Another Circle by Aranda\Lasch at Mill Race Park
Presenting sponsor: Upland Brewing Company
Anything can happen in the woods by Plan B Architecture & Urbanism at Cummins Corporate Office Building
Presenting sponsor: Cummins Inc.
Conversation Plinth by IKD at Cleo Rogers Memorial Library
Presenting sponsor: Elwood Staffing
The Exchange by Oyler Wu Collaborative at Irwin Conference Center
Wiikiaami by studio:indigenous at First Christian Church
Presenting sponsor: Haddad Foundation
Another Circle by Aranda\Lasch responds to the strong formal and architectural elements already present in Mill Race Park, tying together the round lake, the People Trail, and the river with a new 3.5-acre stone circle composed of 1,100 pieces of salvaged Indiana limestone. While the design hearkens back to ancient henges and modern earthworks, its primary goal is to articulate fields of activity for contemporary park visitors. Within the circle, stones are placed, stacked, or arrayed to create a theater and areas for discussion, games, and relaxation: a loose gathering of function inside a scattering of stone.
Plan B Architecture & Urbanism
Plan B imagines the columns of the Cummins Corporate Office Building’s leafy pergola multiplying to form a kind of urban forest, titled Anything can happen in the woods. The new columns are mirrored as a nod to Roche Dinkeloo’s aesthetic and to reflect their surroundings: green hedges, the busy street, and the Post Office opposite, another Roche Dinkeloo design. One could note, landscape forms — grass-covered mounds that serve as places of relaxation, contemplation, and conversation — punctuate the mirrored woodland, enticing viewers to explore and inhabit a space that is usually passed through or passed by.

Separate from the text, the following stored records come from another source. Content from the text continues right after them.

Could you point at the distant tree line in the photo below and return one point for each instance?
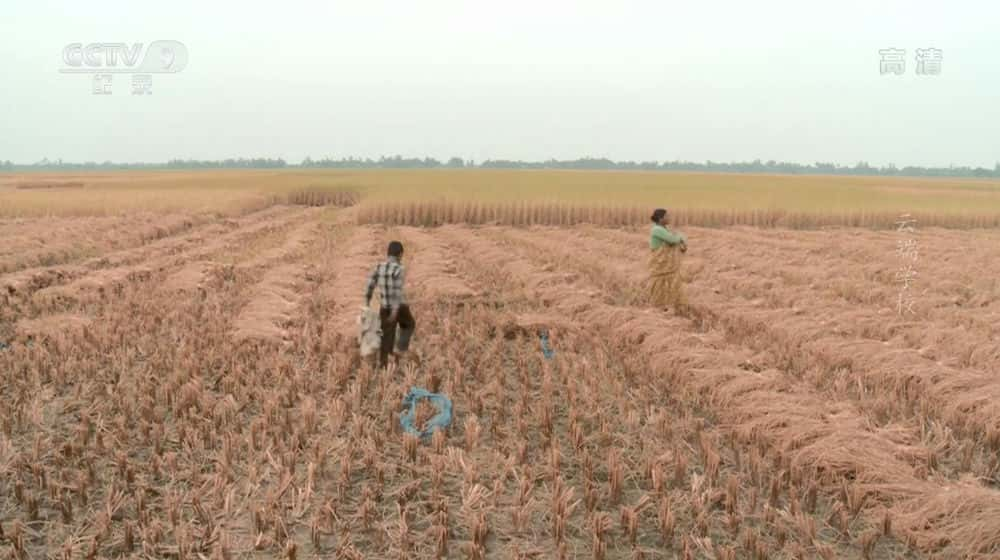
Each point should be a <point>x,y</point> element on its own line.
<point>399,162</point>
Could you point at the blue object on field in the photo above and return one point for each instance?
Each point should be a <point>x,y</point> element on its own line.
<point>440,420</point>
<point>546,351</point>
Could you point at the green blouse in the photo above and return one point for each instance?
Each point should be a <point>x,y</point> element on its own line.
<point>661,235</point>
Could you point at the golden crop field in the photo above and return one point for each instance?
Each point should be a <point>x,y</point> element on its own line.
<point>181,379</point>
<point>230,192</point>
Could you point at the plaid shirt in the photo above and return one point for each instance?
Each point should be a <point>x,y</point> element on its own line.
<point>388,276</point>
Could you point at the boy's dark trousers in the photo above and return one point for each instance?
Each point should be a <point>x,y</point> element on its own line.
<point>405,322</point>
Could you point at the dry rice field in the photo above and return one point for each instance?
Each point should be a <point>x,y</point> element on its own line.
<point>186,385</point>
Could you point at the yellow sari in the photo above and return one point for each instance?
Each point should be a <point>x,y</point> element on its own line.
<point>665,277</point>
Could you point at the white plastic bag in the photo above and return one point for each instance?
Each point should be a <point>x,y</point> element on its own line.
<point>369,331</point>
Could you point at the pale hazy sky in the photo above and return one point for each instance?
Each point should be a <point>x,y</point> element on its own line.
<point>786,80</point>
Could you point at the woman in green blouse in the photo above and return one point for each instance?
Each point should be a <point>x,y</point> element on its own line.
<point>665,263</point>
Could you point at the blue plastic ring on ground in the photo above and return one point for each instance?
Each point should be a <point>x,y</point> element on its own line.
<point>441,420</point>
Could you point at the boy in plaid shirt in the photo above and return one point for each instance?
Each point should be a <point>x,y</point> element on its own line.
<point>389,276</point>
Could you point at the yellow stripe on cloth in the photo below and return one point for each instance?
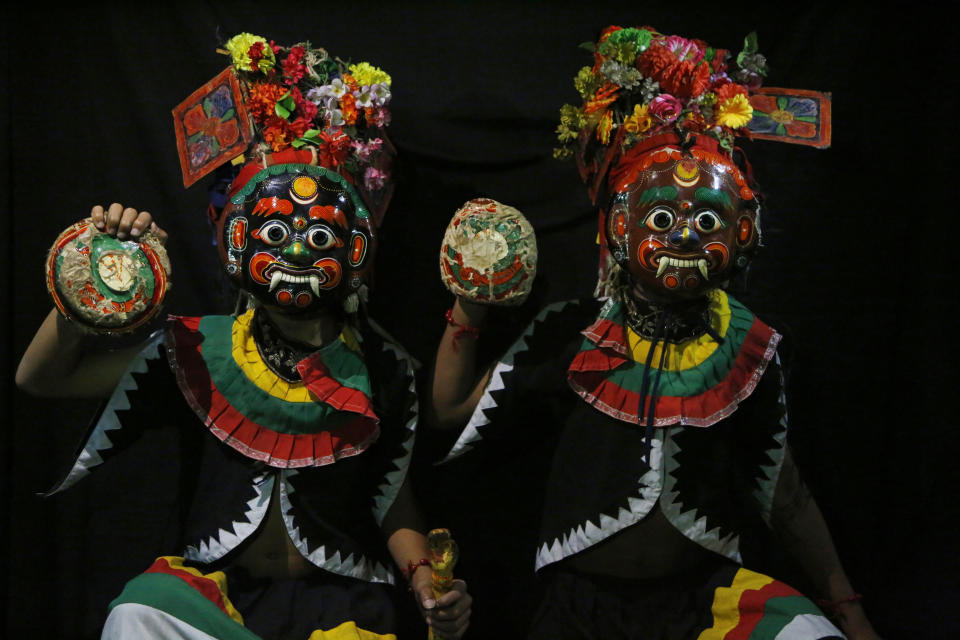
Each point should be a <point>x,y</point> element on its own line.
<point>247,357</point>
<point>690,353</point>
<point>349,631</point>
<point>726,601</point>
<point>217,577</point>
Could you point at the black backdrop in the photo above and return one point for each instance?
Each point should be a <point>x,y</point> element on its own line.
<point>856,271</point>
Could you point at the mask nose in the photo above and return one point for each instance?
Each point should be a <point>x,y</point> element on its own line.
<point>683,237</point>
<point>297,253</point>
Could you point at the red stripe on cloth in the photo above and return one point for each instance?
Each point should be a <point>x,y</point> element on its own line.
<point>752,605</point>
<point>703,409</point>
<point>316,376</point>
<point>256,441</point>
<point>205,586</point>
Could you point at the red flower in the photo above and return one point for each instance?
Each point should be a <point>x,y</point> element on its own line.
<point>256,54</point>
<point>685,79</point>
<point>334,148</point>
<point>719,62</point>
<point>655,60</point>
<point>263,99</point>
<point>727,90</point>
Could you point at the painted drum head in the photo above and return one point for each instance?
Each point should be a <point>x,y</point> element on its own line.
<point>489,253</point>
<point>107,285</point>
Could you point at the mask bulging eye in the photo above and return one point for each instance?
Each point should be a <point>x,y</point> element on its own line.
<point>274,233</point>
<point>660,219</point>
<point>321,238</point>
<point>707,221</point>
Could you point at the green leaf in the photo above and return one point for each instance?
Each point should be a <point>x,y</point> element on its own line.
<point>749,47</point>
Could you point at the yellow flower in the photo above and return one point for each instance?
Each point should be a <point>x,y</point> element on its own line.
<point>239,47</point>
<point>604,127</point>
<point>366,74</point>
<point>639,121</point>
<point>734,112</point>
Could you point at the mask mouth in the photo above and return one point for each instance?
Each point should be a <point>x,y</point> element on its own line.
<point>697,261</point>
<point>312,276</point>
<point>323,274</point>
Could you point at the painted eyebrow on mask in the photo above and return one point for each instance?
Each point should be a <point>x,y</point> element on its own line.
<point>329,213</point>
<point>716,197</point>
<point>267,206</point>
<point>658,193</point>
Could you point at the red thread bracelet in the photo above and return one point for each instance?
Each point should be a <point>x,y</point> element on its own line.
<point>833,606</point>
<point>412,566</point>
<point>461,328</point>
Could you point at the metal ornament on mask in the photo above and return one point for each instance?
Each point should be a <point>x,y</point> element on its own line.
<point>298,238</point>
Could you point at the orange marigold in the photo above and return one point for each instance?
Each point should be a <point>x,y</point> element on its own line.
<point>263,99</point>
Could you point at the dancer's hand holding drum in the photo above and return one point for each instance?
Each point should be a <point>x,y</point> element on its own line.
<point>489,254</point>
<point>109,273</point>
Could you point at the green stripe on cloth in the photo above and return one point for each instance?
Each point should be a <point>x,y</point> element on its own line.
<point>706,375</point>
<point>778,612</point>
<point>253,402</point>
<point>172,595</point>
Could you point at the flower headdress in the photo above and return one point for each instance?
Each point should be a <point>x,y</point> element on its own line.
<point>292,102</point>
<point>646,91</point>
<point>643,84</point>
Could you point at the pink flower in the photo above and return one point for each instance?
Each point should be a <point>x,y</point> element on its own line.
<point>685,50</point>
<point>373,179</point>
<point>665,107</point>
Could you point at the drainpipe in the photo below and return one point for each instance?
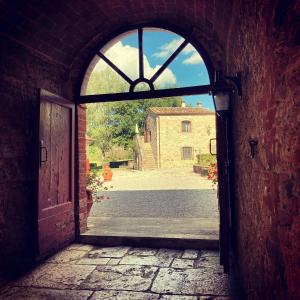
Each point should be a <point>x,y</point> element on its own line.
<point>158,141</point>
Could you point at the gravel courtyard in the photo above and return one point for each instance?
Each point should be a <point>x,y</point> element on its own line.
<point>157,202</point>
<point>82,272</point>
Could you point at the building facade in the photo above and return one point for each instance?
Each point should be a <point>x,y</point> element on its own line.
<point>175,135</point>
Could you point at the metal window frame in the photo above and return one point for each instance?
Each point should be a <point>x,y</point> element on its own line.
<point>182,151</point>
<point>152,93</point>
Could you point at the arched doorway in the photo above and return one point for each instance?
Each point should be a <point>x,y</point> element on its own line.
<point>143,82</point>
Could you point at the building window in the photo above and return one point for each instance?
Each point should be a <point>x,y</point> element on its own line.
<point>187,153</point>
<point>186,126</point>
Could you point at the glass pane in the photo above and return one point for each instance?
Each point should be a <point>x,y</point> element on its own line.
<point>204,101</point>
<point>124,53</point>
<point>188,67</point>
<point>103,79</point>
<point>158,47</point>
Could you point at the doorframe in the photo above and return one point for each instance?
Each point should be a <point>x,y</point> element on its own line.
<point>225,192</point>
<point>56,99</point>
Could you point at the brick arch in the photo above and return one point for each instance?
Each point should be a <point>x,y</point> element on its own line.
<point>201,31</point>
<point>187,33</point>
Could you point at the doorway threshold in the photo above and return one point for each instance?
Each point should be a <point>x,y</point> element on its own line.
<point>193,233</point>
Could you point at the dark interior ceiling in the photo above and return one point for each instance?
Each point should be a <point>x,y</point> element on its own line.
<point>64,31</point>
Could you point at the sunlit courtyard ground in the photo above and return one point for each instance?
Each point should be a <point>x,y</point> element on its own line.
<point>173,203</point>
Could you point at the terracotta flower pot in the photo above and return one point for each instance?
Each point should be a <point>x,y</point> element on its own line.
<point>90,201</point>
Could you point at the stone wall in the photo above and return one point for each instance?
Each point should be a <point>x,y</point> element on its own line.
<point>264,44</point>
<point>152,126</point>
<point>172,139</point>
<point>22,73</point>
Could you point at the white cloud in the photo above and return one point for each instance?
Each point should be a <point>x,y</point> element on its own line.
<point>194,59</point>
<point>126,59</point>
<point>167,49</point>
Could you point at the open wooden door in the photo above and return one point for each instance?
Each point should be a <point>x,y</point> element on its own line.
<point>56,223</point>
<point>223,189</point>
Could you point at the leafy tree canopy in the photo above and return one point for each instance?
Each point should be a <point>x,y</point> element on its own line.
<point>115,122</point>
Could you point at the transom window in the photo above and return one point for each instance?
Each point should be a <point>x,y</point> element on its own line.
<point>135,62</point>
<point>187,153</point>
<point>186,126</point>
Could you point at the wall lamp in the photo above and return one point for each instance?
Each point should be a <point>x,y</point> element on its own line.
<point>221,91</point>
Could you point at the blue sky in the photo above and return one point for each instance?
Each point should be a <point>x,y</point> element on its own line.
<point>187,69</point>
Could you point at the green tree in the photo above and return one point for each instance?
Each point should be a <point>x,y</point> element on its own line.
<point>98,127</point>
<point>114,123</point>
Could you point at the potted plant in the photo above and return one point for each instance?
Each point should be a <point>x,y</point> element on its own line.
<point>94,184</point>
<point>213,173</point>
<point>197,166</point>
<point>107,173</point>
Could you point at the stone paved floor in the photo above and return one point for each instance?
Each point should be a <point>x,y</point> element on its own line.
<point>123,273</point>
<point>158,203</point>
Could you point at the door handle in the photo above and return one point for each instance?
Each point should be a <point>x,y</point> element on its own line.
<point>43,153</point>
<point>210,147</point>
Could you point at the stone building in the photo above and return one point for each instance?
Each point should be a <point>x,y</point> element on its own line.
<point>174,136</point>
<point>48,44</point>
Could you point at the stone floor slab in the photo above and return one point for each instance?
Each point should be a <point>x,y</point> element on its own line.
<point>57,276</point>
<point>114,261</point>
<point>115,252</point>
<point>189,253</point>
<point>67,256</point>
<point>215,298</point>
<point>191,281</point>
<point>142,251</point>
<point>121,277</point>
<point>163,252</point>
<point>180,263</point>
<point>93,261</point>
<point>81,247</point>
<point>177,297</point>
<point>123,295</point>
<point>146,261</point>
<point>208,261</point>
<point>209,253</point>
<point>25,293</point>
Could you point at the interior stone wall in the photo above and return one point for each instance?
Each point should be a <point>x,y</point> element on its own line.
<point>22,73</point>
<point>263,43</point>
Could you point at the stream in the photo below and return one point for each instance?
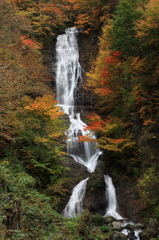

An architectural design firm led by Yugon Kim and Tomomi Itakura that explores the intersection of art and architecture, material and making. IKD's philosophy and process are informed by respect for the technical, physical, and economic demands of bringing life to a project. IKD was awarded the CORE77 Built Environment Award, as well as an honorable mention in Architect magazine’s 2016 R+D awards. IKD recently completed Timber City, a traveling exhibition for the National Building Museum that advocates for a return to timber construction in our urban cores.
Oyler Wu Collaborative
Oyler Wu Collaborative’s research into architect Eero Saarinen’s oeuvre leads them to focus on three key concepts in their design of The Exchange: Euclidean geometries, solid/void relationships, and tectonics. Their design fabricates a new space within the site by completing the geometries implied by three canopies, legacies of the Irwin Conference Center’s history as a drive-up bank. A rectilinear space, defined by existing solid canopies and completed by new walls of welded steel — some solid, some sketched in lines or carved away into voids — is enlivened by sophisticated tectonic interplay with embedded objects derived from Oyler Wu’s particular idiom. The resulting complex of canopies, walls, and benches produce new areas of containment and new points of destination.
Inspired by the dwellings of the Myaamia people indigenous to Indiana, studio:indigenous adorns a walkway leading to First Christian Church with a contemporary “wigwam” — wiikiaami in the Myaamia language — constructed of rebar and weathered metal panels. The swooping conical form is aligned both to the church’s iconic campanile and to mark the autumnal equinox. The metal panels appear to be equally reminiscent of eagle feathers and textile designs, are perforated and folded to make shifting patterns of sunlight and shade, creating a space for gathering as well as a gateway to Saarinen’s church.